KumoRFM training did not incorporate the SALT dataset. The examples on this page evaluate KumoRFM on SALT tasks without prior model training on SALT data.

What SALT Is

SALT, short for Sales Autocompletion Linked Business Tables, is a real enterprise resource planning (ERP) dataset built around sales-order workflows. It contains four linked business tables:
  • sales documents
  • sales document items
  • customers
  • addresses
Together, these tables contain roughly 5 million anonymized records and are designed to reflect real enterprise data problems such as missing fields, temporal drift, label imbalance, and heterogeneous relational structure.

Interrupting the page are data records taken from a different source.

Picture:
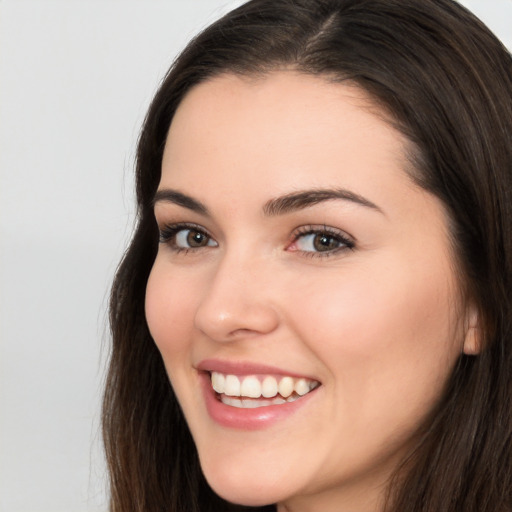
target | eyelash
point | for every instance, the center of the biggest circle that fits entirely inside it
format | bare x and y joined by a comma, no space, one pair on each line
169,232
346,242
168,235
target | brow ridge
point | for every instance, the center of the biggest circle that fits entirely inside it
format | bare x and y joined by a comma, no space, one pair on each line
306,198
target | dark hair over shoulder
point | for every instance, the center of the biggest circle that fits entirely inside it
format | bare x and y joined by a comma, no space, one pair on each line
444,81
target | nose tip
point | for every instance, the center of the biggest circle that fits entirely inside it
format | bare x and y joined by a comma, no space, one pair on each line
232,309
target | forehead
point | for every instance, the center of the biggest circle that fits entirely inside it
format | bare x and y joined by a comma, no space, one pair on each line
285,130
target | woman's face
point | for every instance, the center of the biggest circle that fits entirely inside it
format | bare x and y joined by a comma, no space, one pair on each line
303,270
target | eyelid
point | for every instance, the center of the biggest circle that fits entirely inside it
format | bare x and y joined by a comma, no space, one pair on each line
168,232
348,242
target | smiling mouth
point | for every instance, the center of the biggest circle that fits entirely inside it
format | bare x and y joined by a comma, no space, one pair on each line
252,391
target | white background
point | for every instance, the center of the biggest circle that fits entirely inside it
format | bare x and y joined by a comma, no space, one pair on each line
76,77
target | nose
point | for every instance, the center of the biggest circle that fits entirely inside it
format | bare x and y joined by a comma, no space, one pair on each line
237,301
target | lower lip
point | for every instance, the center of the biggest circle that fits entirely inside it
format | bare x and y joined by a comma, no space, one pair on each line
247,419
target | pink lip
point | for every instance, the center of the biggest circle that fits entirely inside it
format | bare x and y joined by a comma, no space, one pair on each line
245,368
245,419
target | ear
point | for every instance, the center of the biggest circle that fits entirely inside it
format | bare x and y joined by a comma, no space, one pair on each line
473,333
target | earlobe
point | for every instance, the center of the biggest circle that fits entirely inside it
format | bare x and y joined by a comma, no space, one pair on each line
473,334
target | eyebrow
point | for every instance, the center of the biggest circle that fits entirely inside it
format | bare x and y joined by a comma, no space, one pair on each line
306,198
278,206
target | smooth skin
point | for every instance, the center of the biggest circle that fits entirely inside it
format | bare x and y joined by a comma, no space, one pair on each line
360,294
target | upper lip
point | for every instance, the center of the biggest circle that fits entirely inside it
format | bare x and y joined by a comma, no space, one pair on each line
245,368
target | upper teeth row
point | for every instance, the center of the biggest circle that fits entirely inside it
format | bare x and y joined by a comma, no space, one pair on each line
252,387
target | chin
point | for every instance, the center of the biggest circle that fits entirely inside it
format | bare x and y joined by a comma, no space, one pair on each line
251,491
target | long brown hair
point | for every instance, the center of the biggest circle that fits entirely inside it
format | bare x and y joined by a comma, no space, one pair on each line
445,82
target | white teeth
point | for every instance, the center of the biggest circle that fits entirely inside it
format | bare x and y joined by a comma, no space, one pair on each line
218,380
269,387
252,387
301,387
286,387
231,386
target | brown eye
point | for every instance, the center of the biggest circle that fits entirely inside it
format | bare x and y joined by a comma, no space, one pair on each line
325,242
316,242
192,239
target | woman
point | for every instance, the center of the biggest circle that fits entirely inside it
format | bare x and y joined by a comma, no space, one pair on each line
321,268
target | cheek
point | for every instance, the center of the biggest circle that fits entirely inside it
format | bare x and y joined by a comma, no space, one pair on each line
170,305
385,337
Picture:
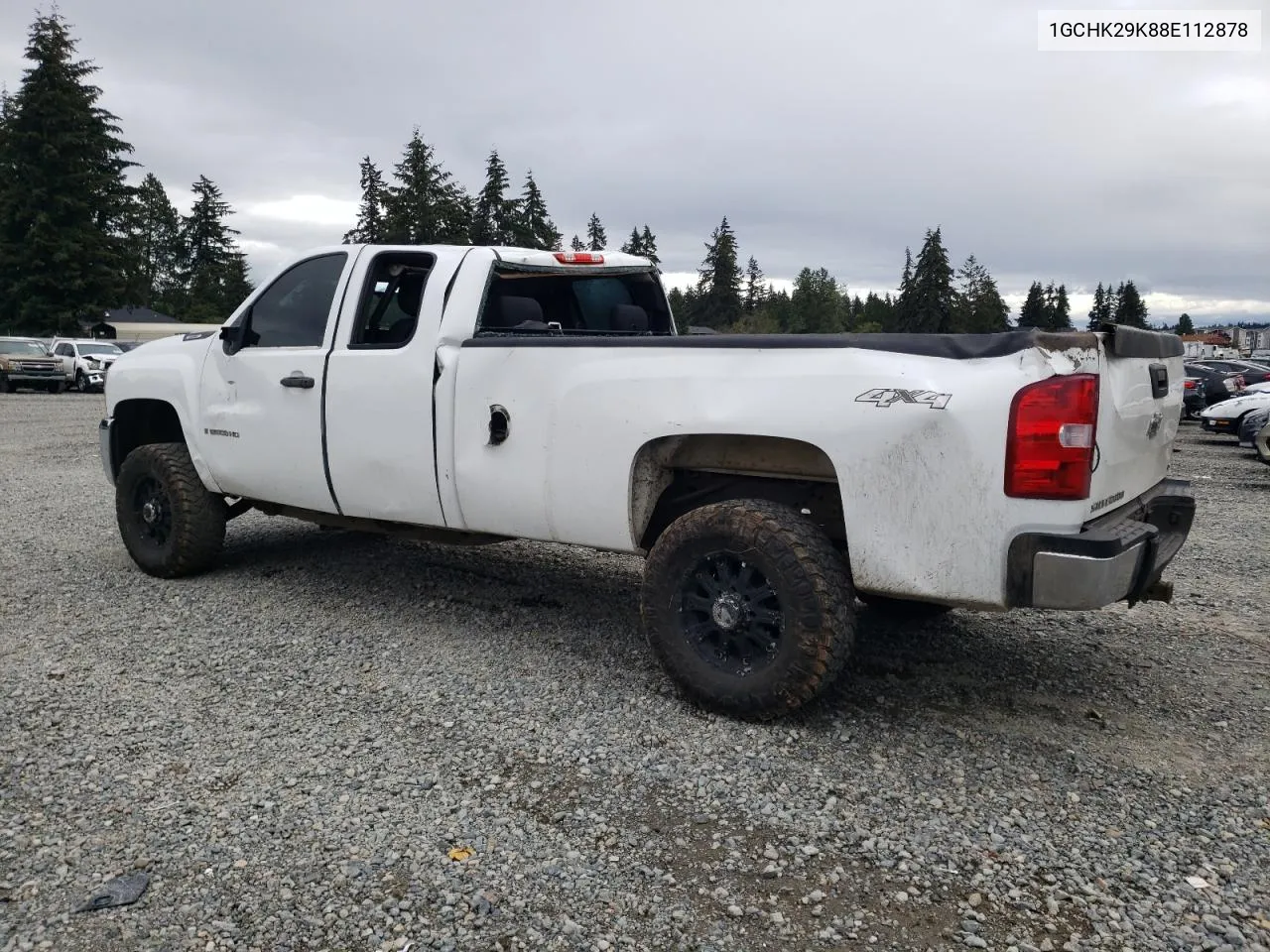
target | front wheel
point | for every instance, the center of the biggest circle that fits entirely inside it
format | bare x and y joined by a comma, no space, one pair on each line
748,607
171,525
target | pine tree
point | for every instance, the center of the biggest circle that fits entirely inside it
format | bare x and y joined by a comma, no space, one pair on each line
979,306
756,293
1033,312
370,229
64,199
1061,313
719,302
648,243
1111,301
426,204
634,244
595,238
1097,309
1130,308
494,214
211,267
532,226
929,302
817,303
902,318
153,239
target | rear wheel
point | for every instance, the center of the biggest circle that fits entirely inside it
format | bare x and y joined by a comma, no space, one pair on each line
171,525
748,607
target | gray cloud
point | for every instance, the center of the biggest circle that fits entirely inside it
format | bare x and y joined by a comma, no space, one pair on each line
832,135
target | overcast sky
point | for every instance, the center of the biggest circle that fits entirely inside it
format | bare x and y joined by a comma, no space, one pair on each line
830,134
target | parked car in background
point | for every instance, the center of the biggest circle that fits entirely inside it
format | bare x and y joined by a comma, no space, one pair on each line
85,362
26,362
1250,371
1216,385
1227,416
1194,398
1251,425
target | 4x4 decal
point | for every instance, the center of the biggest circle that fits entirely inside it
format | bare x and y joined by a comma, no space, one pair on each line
885,397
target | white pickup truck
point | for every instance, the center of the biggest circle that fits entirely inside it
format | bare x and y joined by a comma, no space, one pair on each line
485,394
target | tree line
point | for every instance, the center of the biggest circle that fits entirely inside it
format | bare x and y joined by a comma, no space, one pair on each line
425,204
75,235
77,238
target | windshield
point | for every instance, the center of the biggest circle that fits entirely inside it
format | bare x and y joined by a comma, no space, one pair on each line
23,348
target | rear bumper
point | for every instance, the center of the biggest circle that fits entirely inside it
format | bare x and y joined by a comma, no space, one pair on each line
32,376
1118,557
1218,424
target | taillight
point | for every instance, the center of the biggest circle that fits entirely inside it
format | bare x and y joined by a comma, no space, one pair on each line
1049,448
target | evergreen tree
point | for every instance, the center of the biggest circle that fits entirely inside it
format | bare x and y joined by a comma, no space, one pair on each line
534,226
211,266
679,308
979,306
816,303
1111,301
1033,312
902,318
1130,308
929,302
648,241
634,244
754,290
1098,309
153,246
64,200
1060,309
426,206
370,229
595,238
494,216
719,302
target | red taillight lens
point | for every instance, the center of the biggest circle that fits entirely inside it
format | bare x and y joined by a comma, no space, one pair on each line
579,258
1049,449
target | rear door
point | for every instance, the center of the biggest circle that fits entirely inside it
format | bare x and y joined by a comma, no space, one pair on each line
262,405
1139,409
379,405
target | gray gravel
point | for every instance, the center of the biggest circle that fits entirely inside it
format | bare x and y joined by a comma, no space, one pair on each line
293,744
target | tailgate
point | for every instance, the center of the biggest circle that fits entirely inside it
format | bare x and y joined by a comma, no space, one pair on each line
1139,407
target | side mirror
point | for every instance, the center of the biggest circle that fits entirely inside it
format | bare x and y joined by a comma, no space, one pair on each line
231,338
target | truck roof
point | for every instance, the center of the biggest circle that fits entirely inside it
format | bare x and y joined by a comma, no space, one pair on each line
532,257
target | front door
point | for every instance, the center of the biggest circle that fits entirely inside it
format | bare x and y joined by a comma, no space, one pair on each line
262,405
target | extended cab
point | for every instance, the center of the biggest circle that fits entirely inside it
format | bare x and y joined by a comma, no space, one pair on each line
485,394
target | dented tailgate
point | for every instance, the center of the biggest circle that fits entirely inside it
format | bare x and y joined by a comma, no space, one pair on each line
1139,409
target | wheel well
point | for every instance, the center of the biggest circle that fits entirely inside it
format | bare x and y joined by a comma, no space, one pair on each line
675,475
140,421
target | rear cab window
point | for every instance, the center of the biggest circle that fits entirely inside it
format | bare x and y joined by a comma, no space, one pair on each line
574,302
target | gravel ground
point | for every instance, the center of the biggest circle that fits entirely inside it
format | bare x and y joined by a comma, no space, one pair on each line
293,746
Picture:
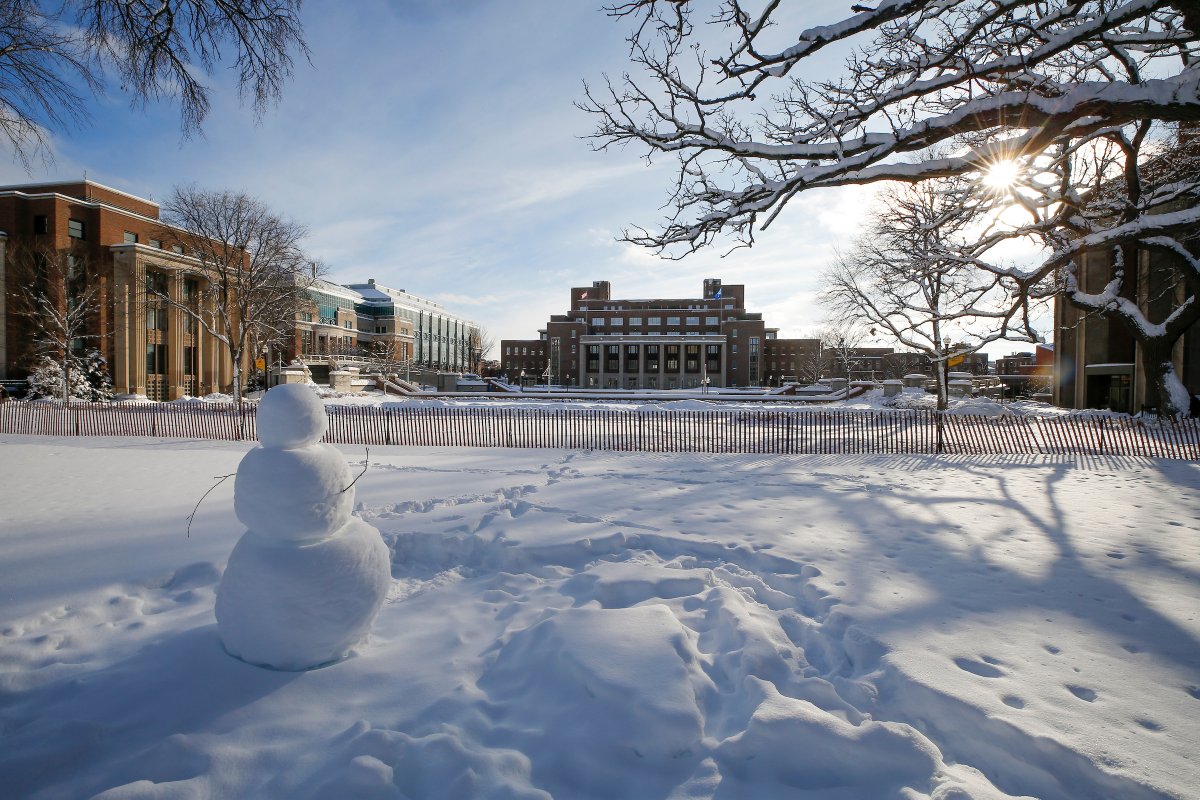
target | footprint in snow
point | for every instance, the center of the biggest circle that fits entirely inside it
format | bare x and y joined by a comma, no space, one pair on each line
978,667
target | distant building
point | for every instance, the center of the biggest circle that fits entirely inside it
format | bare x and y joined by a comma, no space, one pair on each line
655,343
115,239
1027,374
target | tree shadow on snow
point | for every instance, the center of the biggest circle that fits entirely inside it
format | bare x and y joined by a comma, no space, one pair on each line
127,721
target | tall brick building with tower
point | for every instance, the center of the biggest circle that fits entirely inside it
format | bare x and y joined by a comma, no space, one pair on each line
655,343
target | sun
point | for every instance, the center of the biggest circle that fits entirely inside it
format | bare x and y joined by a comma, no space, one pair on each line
1002,175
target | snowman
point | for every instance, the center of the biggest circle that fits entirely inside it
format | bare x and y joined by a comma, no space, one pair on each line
306,578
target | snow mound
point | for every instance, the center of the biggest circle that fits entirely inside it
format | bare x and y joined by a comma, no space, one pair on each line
297,607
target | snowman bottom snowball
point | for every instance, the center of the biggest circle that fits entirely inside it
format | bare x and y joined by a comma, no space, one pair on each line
299,607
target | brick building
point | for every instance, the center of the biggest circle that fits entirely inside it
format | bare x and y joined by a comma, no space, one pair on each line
660,343
115,239
369,318
1097,361
124,251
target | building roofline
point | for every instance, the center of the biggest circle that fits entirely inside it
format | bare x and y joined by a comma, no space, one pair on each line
84,181
99,204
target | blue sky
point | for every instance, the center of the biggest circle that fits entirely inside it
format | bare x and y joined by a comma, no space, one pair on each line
435,146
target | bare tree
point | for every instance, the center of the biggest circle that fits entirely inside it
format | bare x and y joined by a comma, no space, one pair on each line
58,300
905,277
51,59
1068,92
840,342
814,365
252,274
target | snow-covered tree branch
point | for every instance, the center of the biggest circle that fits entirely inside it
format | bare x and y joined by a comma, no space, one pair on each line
54,54
904,278
1078,98
57,296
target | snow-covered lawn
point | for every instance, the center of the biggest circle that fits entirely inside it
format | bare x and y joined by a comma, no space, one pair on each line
577,624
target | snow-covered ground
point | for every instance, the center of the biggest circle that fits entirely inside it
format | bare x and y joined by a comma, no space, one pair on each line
576,624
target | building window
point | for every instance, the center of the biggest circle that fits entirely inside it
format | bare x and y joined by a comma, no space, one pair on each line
156,318
156,359
612,362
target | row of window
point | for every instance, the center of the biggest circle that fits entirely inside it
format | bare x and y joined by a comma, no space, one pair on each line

What KumoRFM Predicts on SALT

SALT is not primarily a regression or binary classification benchmark. Instead, the main SALT tasks are multi-class classification problems where KumoRFM fills in missing business attributes. The notebook focuses on eight categorical prediction targets:
  • SALESOFFICE
  • SALESGROUP
  • CUSTOMERPAYMENTTERMS
  • SHIPPINGCONDITION
  • HEADERINCOTERMSCLASSIFICATION
  • PLANT
  • SHIPPINGPOINT
  • ITEMINCOTERMSCLASSIFICATION
In practice, this means KumoRFM can help predict missing values for sales-order headers and line items, including sales organization details, payment terms, shipping settings, plant assignments, and Incoterms classifications.

What the SALT Notebook Does

The SALT notebook is an evaluation walkthrough. It shows how to take a realistic enterprise dataset, convert it into a Kumo graph, and run classification tasks using Predictive Query Language. At a high level, the notebook does the following:
  1. Installs the required packages, including kumoai and Hugging Face dataset tooling.
  2. Authenticates with KumoRFM and initializes the SDK.
  3. Authenticates with Hugging Face to access the SALT dataset.
  4. Loads the SALT tables into pandas DataFrames.
  5. Reconstructs the raw relational dataset by concatenating train and test splits where needed.
  6. Cleans and normalizes the data:
    • merges CREATIONDATE and CREATIONTIME into a single datetime field
    • propagates timestamps to item rows
    • removes auto-generated index columns
    • adds a stable primary key for item-level tasks
    • renames overlapping target columns for clarity
  7. Selects one target task at a time and removes the remaining target columns from the feature set.
  8. Masks the test labels to prevent temporal leakage.
  9. Builds a LocalGraph with explicit primary keys, time columns, and links across sales, items, customers, and addresses.
  10. Initializes KumoRFM on that graph.
  11. Defines a Predictive Query Language statement for the chosen target.
  12. Runs batched predictions on the held-out entities.
  13. Evaluates the predictions using Mean Reciprocal Rank (MRR).

KumoRFM Prediction Pattern

For SALT-style tasks, KumoRFM predicts a categorical target for each entity in the relevant table. In the notebook, the PQL takes one of these forms:
query = f"PREDICT sales.{task} FOR EACH sales.SALESDOCUMENT"
or:
query = f"PREDICT items.{task} FOR EACH items.ID"
This pattern is useful whenever you want to model enterprise data completion tasks as relational prediction problems.

More Reading

The SALT repository notes that the dataset was integrated into RelBench in July 2025, which is why SALT now appears both as a standalone reference notebook and as part of the broader RelBench ecosystem.